Un couple divorce. Une garde d’enfant disputée. C’est le quotidien de nombreuses familles. Mais la manière qu’a le réalisateur Xavier Legrand de raconter ces drames du quotidien est réellement inédite. Son premier long-métrage, “Custody” (“Jusqu’à la garde”), qui lui a valu les prix de la mise en scène et du meilleur premier film à Venise, sort dans plusieurs villes américaines (voir le calendrier et les lieux des sorties).
Une diffusion rendue possible par le distributeur américain Kino Lorber, qui a eu un véritable coup de coeur pour ce film lors de la Mostra de Venise. “Pour un premier long-métrage, avec des acteurs méconnus aux Etats-Unis et un sujet difficile, c’est rare”, s’étonne toujours le réalisateur de 39 ans. “Je pensais que c’était un film très (trop) français.” A son plus grand étonnement donc, il a été invité à parcourir les Etats-Unis pour le présenter dans de multiples festivals (dont le festival de films français Colcoa à Los Angeles), et fut encensé par le New York Times, qui consacre “son habilité à manier la peur et le suspense”.
En effet, une tension insoutenable accompagne le couple Besson, en plein divorce.
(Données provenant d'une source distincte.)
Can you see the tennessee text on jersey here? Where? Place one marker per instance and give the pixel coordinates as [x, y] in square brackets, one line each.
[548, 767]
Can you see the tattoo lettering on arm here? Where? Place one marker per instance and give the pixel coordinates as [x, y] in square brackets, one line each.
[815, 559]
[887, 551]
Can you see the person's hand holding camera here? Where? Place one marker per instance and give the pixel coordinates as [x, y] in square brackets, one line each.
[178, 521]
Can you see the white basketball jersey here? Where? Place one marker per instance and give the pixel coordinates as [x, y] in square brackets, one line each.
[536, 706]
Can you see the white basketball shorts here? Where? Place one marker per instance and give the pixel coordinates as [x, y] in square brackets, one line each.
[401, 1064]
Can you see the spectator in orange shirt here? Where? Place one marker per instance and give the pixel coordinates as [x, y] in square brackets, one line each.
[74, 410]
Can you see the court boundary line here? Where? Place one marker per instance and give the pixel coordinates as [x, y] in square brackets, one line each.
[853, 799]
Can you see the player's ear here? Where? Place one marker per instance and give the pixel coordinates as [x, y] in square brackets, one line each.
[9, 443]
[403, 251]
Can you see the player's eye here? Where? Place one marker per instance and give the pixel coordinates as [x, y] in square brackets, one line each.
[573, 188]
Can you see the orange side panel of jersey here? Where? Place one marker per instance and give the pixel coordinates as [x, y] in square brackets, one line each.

Pour protéger son fils d’un père qu’elle accuse de violences, Miriam (interprétée par Léa Drucker) en demande la garde exclusive. La juge en charge du dossier accorde une garde partagée au père, Antoine (Denis Ménochet). Mais Julien, le plus jeune des deux enfants, se retrouve pris en otage entre ses parents…
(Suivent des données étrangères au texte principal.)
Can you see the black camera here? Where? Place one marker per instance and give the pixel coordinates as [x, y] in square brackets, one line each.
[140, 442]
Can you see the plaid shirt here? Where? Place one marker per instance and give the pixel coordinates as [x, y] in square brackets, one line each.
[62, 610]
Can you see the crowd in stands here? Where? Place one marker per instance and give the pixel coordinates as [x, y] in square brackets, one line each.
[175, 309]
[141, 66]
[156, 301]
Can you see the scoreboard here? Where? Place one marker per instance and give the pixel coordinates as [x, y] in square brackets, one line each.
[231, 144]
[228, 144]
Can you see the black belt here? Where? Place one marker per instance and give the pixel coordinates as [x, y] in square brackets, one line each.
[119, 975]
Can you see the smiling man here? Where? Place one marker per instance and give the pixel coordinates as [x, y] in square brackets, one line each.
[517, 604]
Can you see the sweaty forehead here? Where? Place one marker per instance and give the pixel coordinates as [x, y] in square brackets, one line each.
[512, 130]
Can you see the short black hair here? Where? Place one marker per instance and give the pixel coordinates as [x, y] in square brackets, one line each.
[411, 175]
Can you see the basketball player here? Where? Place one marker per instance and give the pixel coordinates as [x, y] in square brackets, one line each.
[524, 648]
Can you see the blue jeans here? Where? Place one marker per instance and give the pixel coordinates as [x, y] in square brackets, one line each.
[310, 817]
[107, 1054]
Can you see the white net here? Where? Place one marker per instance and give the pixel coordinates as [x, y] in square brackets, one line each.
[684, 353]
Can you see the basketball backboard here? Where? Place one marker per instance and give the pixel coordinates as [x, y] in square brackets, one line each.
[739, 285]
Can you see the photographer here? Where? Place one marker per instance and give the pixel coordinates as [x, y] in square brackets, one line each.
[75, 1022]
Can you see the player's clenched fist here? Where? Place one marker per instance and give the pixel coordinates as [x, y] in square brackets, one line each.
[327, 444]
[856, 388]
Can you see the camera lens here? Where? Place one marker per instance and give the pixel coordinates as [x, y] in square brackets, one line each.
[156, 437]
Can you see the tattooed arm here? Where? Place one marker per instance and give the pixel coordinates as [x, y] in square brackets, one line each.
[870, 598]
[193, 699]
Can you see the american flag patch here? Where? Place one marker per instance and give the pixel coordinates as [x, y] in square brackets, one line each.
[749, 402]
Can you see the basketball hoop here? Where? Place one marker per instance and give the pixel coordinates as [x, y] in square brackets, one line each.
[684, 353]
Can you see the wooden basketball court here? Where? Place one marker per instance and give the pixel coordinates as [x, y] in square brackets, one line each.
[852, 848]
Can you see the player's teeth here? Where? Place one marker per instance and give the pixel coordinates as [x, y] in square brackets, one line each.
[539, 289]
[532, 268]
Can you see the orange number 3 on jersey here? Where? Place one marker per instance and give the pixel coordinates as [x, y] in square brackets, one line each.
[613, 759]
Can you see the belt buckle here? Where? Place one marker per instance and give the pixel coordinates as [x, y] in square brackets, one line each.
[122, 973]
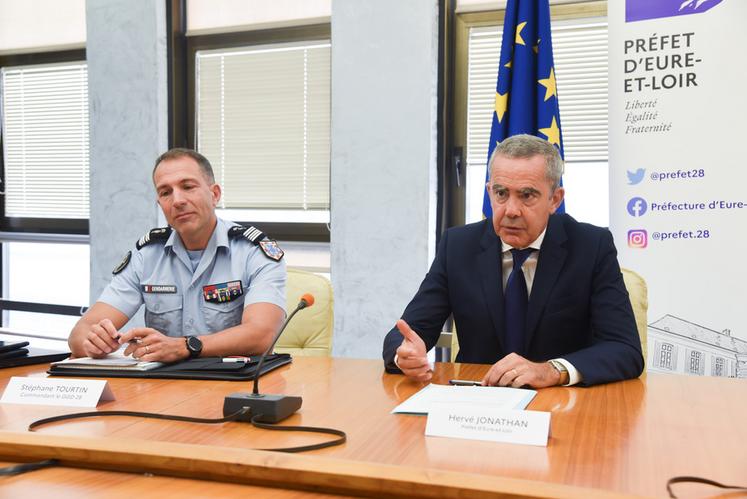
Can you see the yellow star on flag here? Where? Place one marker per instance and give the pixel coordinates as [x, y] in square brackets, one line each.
[501, 104]
[552, 133]
[519, 39]
[549, 84]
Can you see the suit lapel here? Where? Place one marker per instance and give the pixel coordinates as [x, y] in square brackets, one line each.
[551, 259]
[489, 265]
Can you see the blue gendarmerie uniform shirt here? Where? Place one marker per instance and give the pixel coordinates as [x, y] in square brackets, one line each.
[180, 302]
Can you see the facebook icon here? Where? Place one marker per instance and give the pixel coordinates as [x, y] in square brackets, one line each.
[637, 206]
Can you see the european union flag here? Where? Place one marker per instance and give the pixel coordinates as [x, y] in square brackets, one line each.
[526, 98]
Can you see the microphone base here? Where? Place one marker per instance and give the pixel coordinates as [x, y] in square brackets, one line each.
[273, 408]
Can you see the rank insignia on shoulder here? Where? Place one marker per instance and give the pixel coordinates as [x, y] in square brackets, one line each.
[271, 249]
[160, 234]
[123, 264]
[252, 234]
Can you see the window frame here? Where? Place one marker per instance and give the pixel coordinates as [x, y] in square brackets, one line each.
[27, 224]
[309, 232]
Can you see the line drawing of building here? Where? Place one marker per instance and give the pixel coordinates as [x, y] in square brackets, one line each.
[679, 346]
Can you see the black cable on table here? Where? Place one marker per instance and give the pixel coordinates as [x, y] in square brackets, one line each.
[231, 417]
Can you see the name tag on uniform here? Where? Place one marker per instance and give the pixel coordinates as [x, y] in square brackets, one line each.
[222, 292]
[158, 288]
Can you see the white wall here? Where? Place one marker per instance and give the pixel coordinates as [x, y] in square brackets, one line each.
[128, 118]
[39, 25]
[384, 110]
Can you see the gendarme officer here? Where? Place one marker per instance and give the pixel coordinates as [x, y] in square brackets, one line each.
[210, 287]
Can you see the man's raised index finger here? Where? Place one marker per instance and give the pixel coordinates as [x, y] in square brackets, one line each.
[407, 331]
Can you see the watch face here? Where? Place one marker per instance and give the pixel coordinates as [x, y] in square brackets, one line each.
[194, 344]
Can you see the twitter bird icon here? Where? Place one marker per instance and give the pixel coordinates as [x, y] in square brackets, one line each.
[636, 176]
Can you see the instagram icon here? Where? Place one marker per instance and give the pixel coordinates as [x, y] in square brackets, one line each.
[637, 238]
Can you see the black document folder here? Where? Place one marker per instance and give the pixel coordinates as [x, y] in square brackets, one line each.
[203, 368]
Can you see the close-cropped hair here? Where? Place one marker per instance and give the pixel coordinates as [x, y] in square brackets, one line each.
[180, 152]
[526, 146]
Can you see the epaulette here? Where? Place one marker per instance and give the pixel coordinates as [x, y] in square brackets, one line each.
[255, 236]
[160, 234]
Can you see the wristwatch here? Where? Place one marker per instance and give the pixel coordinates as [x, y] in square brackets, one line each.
[564, 376]
[194, 346]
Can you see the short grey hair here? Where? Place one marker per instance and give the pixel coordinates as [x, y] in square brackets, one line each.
[526, 146]
[180, 152]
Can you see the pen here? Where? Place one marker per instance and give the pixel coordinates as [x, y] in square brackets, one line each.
[236, 358]
[464, 382]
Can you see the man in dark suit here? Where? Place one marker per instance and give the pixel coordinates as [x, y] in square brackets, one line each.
[564, 317]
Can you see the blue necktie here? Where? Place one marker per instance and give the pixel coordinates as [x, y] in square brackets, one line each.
[516, 299]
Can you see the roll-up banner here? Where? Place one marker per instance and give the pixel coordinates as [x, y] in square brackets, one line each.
[678, 175]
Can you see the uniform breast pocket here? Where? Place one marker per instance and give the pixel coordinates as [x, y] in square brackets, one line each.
[219, 316]
[163, 312]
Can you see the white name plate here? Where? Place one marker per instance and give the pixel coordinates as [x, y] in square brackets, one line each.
[54, 391]
[480, 423]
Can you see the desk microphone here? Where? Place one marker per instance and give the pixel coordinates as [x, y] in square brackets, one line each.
[266, 408]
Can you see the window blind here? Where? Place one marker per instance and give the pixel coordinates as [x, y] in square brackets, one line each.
[45, 140]
[580, 54]
[263, 121]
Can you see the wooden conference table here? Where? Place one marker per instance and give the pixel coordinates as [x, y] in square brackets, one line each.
[621, 439]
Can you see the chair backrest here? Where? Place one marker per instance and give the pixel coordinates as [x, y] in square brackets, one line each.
[310, 332]
[636, 286]
[638, 292]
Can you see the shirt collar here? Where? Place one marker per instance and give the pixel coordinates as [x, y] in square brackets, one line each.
[217, 239]
[536, 244]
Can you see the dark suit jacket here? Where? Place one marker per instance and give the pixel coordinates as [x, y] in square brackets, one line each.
[578, 307]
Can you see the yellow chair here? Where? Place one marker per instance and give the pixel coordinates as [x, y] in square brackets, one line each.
[638, 292]
[636, 286]
[310, 332]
“Je voulais retrouver la tragédie grecque dans un sujet contemporain, avec une histoire passionnelle, de la vengeance… Je l’ai trouvée dans la violence conjugale”, assure l’acteur de formation. Il a enquêté sur le sujet, en se rendant sur le terrain (groupe de paroles, nuit avec police-secours). “Je suis rentré dans la peau de la violence conjugale pour en parler autrement”. De ses recherches est d’abord né le court-métrage “Avant que de tout perdre”. Dans “Jusqu’à la garde”, l’enfant, “une victime très souvent oubliée”, est central pour Xavier Legrand, qui préfère le terme américain de “domestic violence” à celui de violence conjugale. “Le film repose sur un débat : est-ce qu’un parent violent est un bon parent ? La parentalité et la conjugualité sont liées.”
Des silences expressifs
Au travers de sa narration, “Custody” est souvent comparé à un thriller, mais sans la composante “horreur”. “Dans ce type de film américain, il y a normalement de la musique et des montages musclés. Ils sont absents dans “Custody”, qui est un thriller du quotidien”. Avec une subtilité qui lui est propre, il cherche à faire ressentir une violence cachée. “Pour cela, il ne faut pas forcément la montrer, mais montrer à quel point il est difficile d’en sortir“, argue-t-il, qualifiant les violences d’“infilmables”. Il montre “l’emprise et la destruction” via une mise en scène épurée qui joue sur le temps réel et les silences, “à la différence des films français souvent jugés bavards”.
Son style a séduit le public américain. “Le patriarcat est un sujet universel”, admet Xavier Legrand. D’autant plus qu’il trouve une résonance avec l’actualité qui a ébranlé Hollywood – l’affaire Weinstein- revisitant l’histoire de la domination masculine au travers du prisme de la parentalité.
Même si son succès soudain ne le laisse pas de marbre, le jeune réalisateur garde la tête sur les épaules. Approché par un agent américain, il ne se sent pas encore prêt pour une carrière outre-Atlantique, préférant prendre son temps et “améliorer (son) anglais”. En attendant, il poursuit sa carrière d’acteur de théâtre et plonge dans la préparation de son second long-métrage, une comédie noire. “J’ai tourné la page de la violence conjugale.”